In short, Kent Hospital goes a long way towards clarifying the standards of what nonmember employees may owe the union, and greatly reduces the amount of compulsory fees they can be forced to pay.

General Counsel Memo 19-04

The second major development that will help revitalize Beck rights is General Counsel Memo 19-04. For those who may be unfamiliar with NLRB procedures, cases do not get to the Board for adjudication unless the General Counsel issues a formal complaint and brings them to the Board after a charge is filed. Many General Counsels, and certainly the ones appointed by Presidents Obama and Clinton, have been blatantly hostile to Beck rights and generally refused to move these cases forward. But the current General Counsel, Peter Robb, has shown himself to be open to protecting employee rights to make informed choices and not fund political and social agendas they oppose.

General Counsel Memo 19-04 advances the ball for Beck objectors in four important respects, and I will point out that National Right to Work Foundation attorneys have filed cases raising all of these issues, so the memo is largely in response to that litigation.

First, the General Counsel takes the position that the Board should overrule Food & Commercial Workers Local 700 (Kroger Ltd. Partnership), 361 NLRB 420 (2014), and require unions to provide reduced fee information to employees up front, in an initial Beck notice, before they have to make choices about their membership status. This allows all workers to make informed decisions as to whether to even become Beck objectors.  Such up front disclosure is only fair given the ramifications of the choice to join the union or refrain. And, Kent Hospital supports this view that employees’ access to financial disclosure should be expanded, as it held that Beck objectors are entitled to a full audit report once they object.

Second, the General Counsel takes the position that the Board should overrule Frito-Lay, 243 NLRB 137 (1979), which restricted the right of employees to revoke their dues check-off authorization after the collective bargaining agreement expired. This is important because an employee can hardly exercise Beck rights if full union dues are flowing out of his or her paycheck via automatic payroll deduction, and the employee is being prevented from revoking that checkoff.
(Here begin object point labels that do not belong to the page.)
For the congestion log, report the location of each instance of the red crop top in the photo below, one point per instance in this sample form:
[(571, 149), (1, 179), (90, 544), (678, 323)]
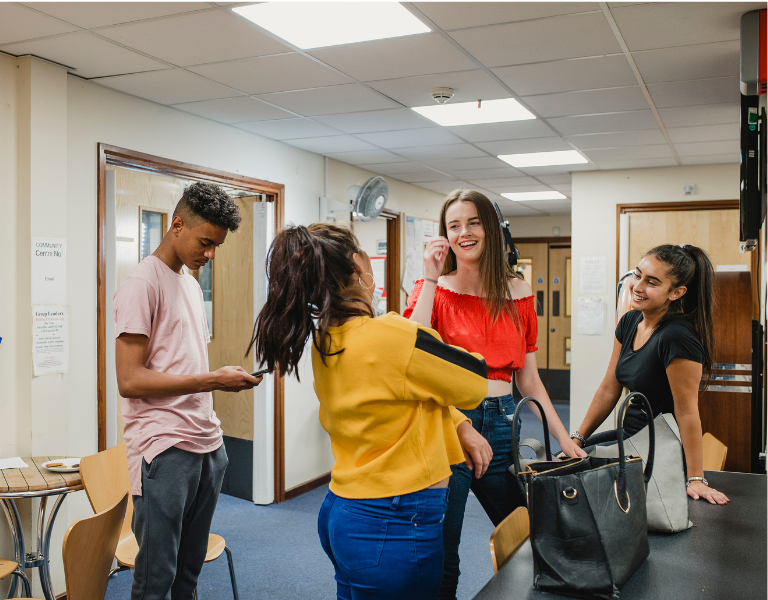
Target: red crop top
[(463, 320)]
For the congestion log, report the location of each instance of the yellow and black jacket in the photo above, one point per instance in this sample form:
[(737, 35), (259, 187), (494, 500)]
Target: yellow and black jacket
[(387, 400)]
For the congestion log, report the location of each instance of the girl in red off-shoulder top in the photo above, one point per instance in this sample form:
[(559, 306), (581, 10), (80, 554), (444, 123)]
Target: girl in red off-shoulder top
[(474, 300)]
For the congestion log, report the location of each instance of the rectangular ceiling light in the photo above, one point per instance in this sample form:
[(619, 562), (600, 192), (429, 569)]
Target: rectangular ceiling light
[(544, 159), (469, 113), (319, 24), (522, 196)]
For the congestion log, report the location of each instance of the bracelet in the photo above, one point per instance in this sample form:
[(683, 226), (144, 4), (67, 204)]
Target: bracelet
[(577, 436), (688, 481)]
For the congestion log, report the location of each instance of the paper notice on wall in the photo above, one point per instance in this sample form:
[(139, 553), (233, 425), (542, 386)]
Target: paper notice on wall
[(590, 320), (592, 274), (49, 270), (50, 339)]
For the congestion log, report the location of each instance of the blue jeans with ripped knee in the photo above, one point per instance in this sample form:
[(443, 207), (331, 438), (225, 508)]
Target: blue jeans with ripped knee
[(385, 548)]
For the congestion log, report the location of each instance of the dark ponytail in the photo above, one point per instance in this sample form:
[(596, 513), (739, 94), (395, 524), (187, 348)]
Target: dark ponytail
[(690, 266), (309, 270)]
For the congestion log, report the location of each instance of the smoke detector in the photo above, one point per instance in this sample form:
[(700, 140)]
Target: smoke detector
[(441, 95)]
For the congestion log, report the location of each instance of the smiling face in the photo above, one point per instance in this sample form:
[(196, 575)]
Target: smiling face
[(465, 231), (651, 288)]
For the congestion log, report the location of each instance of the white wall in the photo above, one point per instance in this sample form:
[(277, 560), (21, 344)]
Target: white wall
[(595, 196)]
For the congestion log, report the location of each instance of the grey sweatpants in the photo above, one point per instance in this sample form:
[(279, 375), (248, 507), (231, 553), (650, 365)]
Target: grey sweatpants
[(172, 519)]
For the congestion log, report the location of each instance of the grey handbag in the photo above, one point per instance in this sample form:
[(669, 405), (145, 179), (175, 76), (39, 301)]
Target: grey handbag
[(666, 496)]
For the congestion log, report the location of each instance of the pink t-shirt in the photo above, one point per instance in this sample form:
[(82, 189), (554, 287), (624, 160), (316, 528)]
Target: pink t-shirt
[(168, 308)]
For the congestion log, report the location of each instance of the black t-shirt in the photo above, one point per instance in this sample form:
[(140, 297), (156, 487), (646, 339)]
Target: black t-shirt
[(645, 370)]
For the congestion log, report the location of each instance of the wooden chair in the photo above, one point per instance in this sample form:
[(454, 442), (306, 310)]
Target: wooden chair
[(105, 477), (714, 453), (507, 538)]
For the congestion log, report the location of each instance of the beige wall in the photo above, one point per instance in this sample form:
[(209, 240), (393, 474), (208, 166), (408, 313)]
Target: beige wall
[(595, 196)]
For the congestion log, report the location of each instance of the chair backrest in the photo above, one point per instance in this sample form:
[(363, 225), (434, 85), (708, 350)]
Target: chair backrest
[(714, 453), (105, 478), (89, 547), (507, 538)]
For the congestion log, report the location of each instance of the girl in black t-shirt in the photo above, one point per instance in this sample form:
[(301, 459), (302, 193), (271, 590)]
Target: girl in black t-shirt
[(661, 349)]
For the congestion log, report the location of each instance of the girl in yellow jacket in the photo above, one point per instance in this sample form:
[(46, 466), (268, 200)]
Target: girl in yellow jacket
[(387, 389)]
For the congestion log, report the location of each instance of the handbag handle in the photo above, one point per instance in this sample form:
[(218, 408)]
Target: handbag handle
[(515, 426), (651, 438)]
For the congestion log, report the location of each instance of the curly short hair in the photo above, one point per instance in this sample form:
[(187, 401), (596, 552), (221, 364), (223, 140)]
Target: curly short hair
[(208, 202)]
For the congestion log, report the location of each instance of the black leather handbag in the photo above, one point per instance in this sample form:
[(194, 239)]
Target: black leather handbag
[(588, 518)]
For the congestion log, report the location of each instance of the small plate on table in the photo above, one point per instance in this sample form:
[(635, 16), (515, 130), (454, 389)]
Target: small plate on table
[(63, 465)]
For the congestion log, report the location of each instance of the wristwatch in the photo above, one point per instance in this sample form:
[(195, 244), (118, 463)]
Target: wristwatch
[(688, 481), (577, 436)]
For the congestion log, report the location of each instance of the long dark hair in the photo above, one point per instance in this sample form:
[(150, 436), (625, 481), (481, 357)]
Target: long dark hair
[(494, 267), (310, 269), (690, 266)]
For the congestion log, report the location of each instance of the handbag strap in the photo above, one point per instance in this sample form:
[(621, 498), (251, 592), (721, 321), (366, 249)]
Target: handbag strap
[(640, 398), (515, 426)]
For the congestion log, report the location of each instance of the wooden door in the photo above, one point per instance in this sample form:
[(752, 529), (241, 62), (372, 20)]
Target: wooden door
[(558, 368)]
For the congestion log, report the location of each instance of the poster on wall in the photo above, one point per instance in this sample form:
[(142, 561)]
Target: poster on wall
[(49, 270), (50, 339)]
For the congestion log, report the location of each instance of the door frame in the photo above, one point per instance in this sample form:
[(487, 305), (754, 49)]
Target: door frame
[(692, 205), (122, 157)]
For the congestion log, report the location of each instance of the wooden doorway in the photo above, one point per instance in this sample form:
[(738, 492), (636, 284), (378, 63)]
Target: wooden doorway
[(144, 163), (545, 265)]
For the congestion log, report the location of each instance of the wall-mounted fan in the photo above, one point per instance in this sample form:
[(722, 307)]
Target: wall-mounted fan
[(368, 201)]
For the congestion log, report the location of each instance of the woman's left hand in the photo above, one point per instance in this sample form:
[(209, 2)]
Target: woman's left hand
[(697, 490)]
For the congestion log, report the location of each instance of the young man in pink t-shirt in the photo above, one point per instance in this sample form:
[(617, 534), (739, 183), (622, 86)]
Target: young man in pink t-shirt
[(176, 458)]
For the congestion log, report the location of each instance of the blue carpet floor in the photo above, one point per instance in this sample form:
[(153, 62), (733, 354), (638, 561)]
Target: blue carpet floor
[(277, 554)]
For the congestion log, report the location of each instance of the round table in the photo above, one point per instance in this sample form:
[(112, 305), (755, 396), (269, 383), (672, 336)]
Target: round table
[(35, 482)]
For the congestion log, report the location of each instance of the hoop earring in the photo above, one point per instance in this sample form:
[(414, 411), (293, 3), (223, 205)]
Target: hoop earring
[(367, 287)]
Third, the General Counsel opines that a requirement that employees must use certified or registered mail to communicate their resignations or checkoff revocations to the union is unlawful restraint and coercion, and that such restrictions should be challenged. This is important because, as discussed at the outset, union have become adept at using all kinds of tricks and procedures to hold people in. For example, in one recent case, IBEW Local 58 v. NLRB, 888 F.3d 1313 (D.C. Cir. 2018), the union issued a decree that employees had to show up in person at the union hall with a photo ID in order to resign their memberships or revoke their checkoffs. The NLRB and the D.C. Circuit had no problem striking down that restrictive policy, but yet the unions continue to try such tactics.

Finally, the General Counsel says that where a union asserts that a dues checkoff revocation is somehow untimely or invalid, “the union must either inform the employee of the specific next period where revocation can be effected or inform the employee that the request will be honored at the next available revocation period.” Where unions fail to do this, the General Counsel directs the regional offices to issue duty of fair representation complaints.  

General Counsel Memo 19-04 is a great step forward in helping employees assert their Beck rights, and in making it easier for them to do so based on full information.

In summary, these two recent developments by both the NLRB and the General Counsel give hope that Beck rights will once again be honored and enforced. Partially because of the success of the Janus case that freed all public sector employees from having to pay any forced dues, people have tended to forget about, or downplay, Beck rights for private sector employees. But those rights are now being revitalized and protected by the current NLRB.